His eyes met mine, and for a moment I saw something raw there, something vulnerable that he quickly shuttered away. "What answer are you looking for, Elena?"
"The truth," I said simply. "Not the polite explanation, but the actual truth."
He set down his glass, his hands gripping the arms of his chair as if he needed something solid to hold onto. "The truth," he said slowly, "is that I'm not looking for a relationship. With anyone. I have responsibilities, obligations, a life that's already full. Adding someone else would be irresponsible at best and cruel at worst."
"But you take care of me," I pointed out. "You manage my schedule and my diet and my training and my emotional state. If you can do all that, why couldn't you do it for someone you were actually in a relationship with?"
"That's different," he said immediately, too quickly, and I saw panic flash across his face before he controlled it. "You're family. You're my responsibility. That's not the same as—"
"As what?" I pressed, leaning forward. "As a romantic relationship? Because from where I'm sitting, it seems like you're already doing all the work of being in a relationship, just without any of the benefits."
"Elena—" His voice carried a warning now.
But I couldn't stop. "You know everything about me. What I need, what I can't tolerate, how to read my moods. You make accommodations without being asked. If that's not intimacy, what is it?"
"It's duty," he said firmly, but his eyes told a different story. "It's responsibility. It's me fulfilling the obligations I took on when I became your guardian."
"Is that really all it is?" I asked, my voice barely above a whisper. "Just duty?"
He stood abruptly, moving to the window and putting distance between us. "You should go to bed, Elena. It's late."
Étienne
The next day, I stood beneath the colonnade, unable to look away from Elena asleep in the wicker chair. Her golden hair caught the afternoon light, and the technical analysis book had slipped from her fingers. Her eyelids were half-closed, hovering between sleep and waking, and my throat tightened with the urge to wake her before the sun burned her skin—but my feet wouldn't move. My hand tightened around my briefcase handle until the leather creaked, and I felt my pulse quicken in a way that had nothing to do with the video conference I'd just endured.
This was madness.
Five years of meticulous care, of tracking every detail of her life with the precision I'd once applied to calculating braking points and apex speeds. I knew her competition schedule better than my own board meetings. I could recite her nutritional requirements down to the gram—forty-five grams of protein per meal, carbohydrates timed to her training intensity, micronutrients calibrated for bone density and recovery. I understood her emotional thresholds with alarming accuracy: the subtle tightening around her eyes before a panic attack, the particular quality of silence that meant she was spiraling, the exact tone of voice that could pull her back.

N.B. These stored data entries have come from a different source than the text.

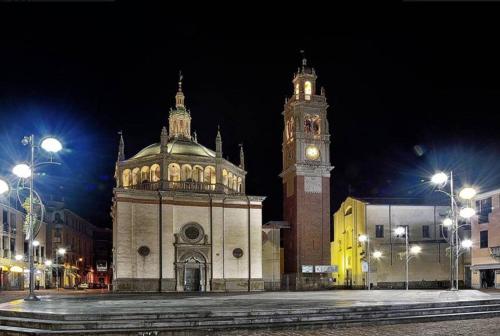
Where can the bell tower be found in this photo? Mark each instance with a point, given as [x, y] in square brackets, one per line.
[306, 174]
[179, 120]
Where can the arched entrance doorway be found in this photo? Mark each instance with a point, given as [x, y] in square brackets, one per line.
[192, 271]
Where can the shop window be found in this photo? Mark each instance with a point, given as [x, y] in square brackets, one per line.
[483, 239]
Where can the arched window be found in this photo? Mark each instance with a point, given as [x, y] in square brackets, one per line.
[144, 174]
[186, 173]
[230, 180]
[155, 173]
[174, 172]
[224, 177]
[235, 182]
[348, 211]
[126, 178]
[307, 90]
[210, 175]
[197, 174]
[135, 176]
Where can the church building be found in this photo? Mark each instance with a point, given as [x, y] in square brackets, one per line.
[181, 218]
[306, 182]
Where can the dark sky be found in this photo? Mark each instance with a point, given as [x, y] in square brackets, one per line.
[412, 89]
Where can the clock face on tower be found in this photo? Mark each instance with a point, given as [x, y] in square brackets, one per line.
[312, 152]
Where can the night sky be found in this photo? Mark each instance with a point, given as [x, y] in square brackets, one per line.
[412, 89]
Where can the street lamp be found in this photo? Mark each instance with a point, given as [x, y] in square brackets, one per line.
[466, 212]
[60, 251]
[25, 171]
[365, 239]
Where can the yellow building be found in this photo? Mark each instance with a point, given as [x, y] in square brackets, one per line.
[346, 251]
[377, 218]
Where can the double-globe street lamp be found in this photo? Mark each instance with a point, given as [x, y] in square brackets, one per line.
[376, 254]
[60, 252]
[441, 179]
[27, 171]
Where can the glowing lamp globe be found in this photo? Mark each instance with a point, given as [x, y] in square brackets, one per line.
[467, 212]
[363, 238]
[22, 170]
[51, 145]
[447, 222]
[466, 243]
[467, 193]
[415, 249]
[439, 178]
[4, 187]
[399, 230]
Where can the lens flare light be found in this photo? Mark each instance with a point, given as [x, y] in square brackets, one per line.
[51, 145]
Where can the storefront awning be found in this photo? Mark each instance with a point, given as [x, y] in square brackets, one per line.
[485, 266]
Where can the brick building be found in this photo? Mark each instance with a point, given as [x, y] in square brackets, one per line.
[306, 180]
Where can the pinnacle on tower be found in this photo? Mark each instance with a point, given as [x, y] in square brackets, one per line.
[121, 148]
[218, 143]
[179, 97]
[242, 157]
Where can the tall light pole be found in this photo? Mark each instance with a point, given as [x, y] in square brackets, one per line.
[409, 252]
[467, 193]
[60, 251]
[24, 171]
[365, 239]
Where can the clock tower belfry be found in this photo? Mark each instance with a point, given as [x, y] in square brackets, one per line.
[306, 174]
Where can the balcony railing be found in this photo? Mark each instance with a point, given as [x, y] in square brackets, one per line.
[188, 186]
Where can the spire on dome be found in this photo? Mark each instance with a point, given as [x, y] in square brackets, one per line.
[121, 148]
[179, 97]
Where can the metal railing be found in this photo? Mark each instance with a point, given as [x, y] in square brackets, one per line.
[189, 186]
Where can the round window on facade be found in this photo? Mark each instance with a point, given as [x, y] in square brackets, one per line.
[192, 233]
[237, 253]
[143, 251]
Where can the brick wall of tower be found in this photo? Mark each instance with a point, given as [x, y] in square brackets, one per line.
[307, 242]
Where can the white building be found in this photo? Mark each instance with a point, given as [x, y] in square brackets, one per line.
[181, 218]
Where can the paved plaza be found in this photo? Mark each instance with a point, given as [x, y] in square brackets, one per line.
[354, 312]
[483, 327]
[75, 303]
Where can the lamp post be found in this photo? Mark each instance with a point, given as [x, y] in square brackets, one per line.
[409, 252]
[48, 263]
[60, 251]
[25, 171]
[466, 212]
[365, 239]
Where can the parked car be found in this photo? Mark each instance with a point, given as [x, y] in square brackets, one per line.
[83, 285]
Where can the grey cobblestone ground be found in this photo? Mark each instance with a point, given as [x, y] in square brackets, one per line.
[479, 327]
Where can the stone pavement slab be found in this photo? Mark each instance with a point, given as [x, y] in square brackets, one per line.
[154, 303]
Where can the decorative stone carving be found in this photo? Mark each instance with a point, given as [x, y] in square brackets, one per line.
[192, 233]
[312, 184]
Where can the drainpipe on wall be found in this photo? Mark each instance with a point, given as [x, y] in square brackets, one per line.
[160, 229]
[249, 254]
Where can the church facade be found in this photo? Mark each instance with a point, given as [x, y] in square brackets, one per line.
[181, 218]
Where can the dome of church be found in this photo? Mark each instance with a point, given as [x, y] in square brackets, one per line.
[177, 147]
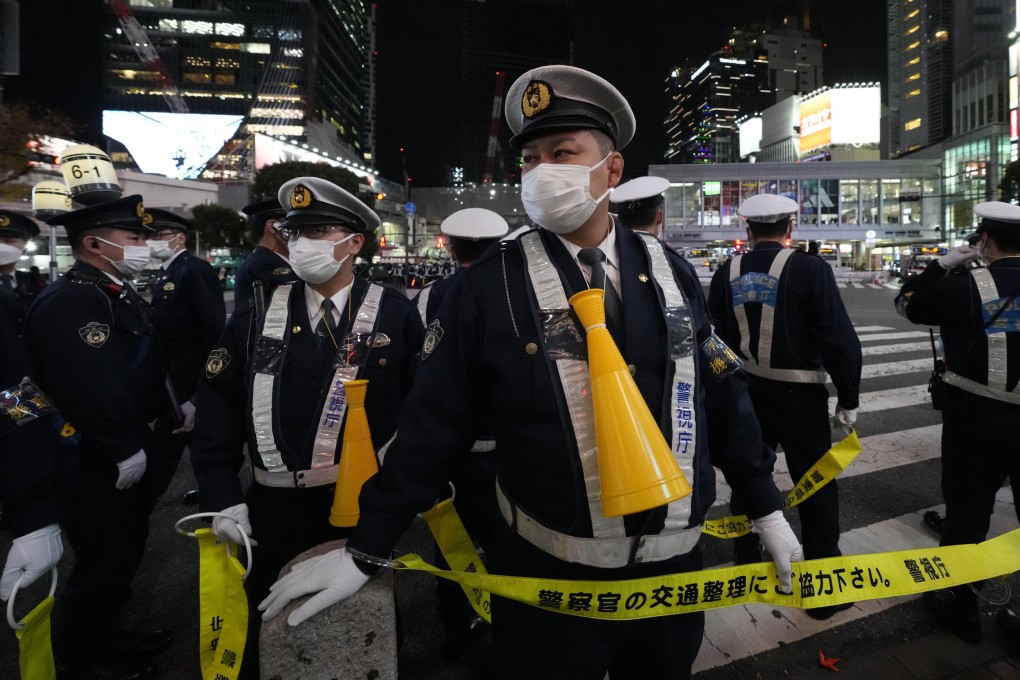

I'd watched her morning stretches, sat through countless training sessions with my laptop open but my attention wholly on the way she moved. I'd learned to read microscopic shifts in her technique—a quarter-second delay, a fractional loss of height—and quietly arranged coaching support before Michel noticed.
I'd even grown accustomed to my heart rate becoming erratic when those amber eyes focused on me with that particular intensity she'd developed lately, as though she could see straight through the walls I'd built between duty and desire.
I was a fool. A dangerous fool who'd convinced himself this obsessive attention was merely fulfilling his obligations as her guardian. That monitoring her social media was responsible oversight. That the satisfaction I felt when she sought my presence was simply a caretaker's natural response.
But standing here watching her breathe, I couldn't maintain that fiction anymore. This wasn't duty. This had never been merely duty.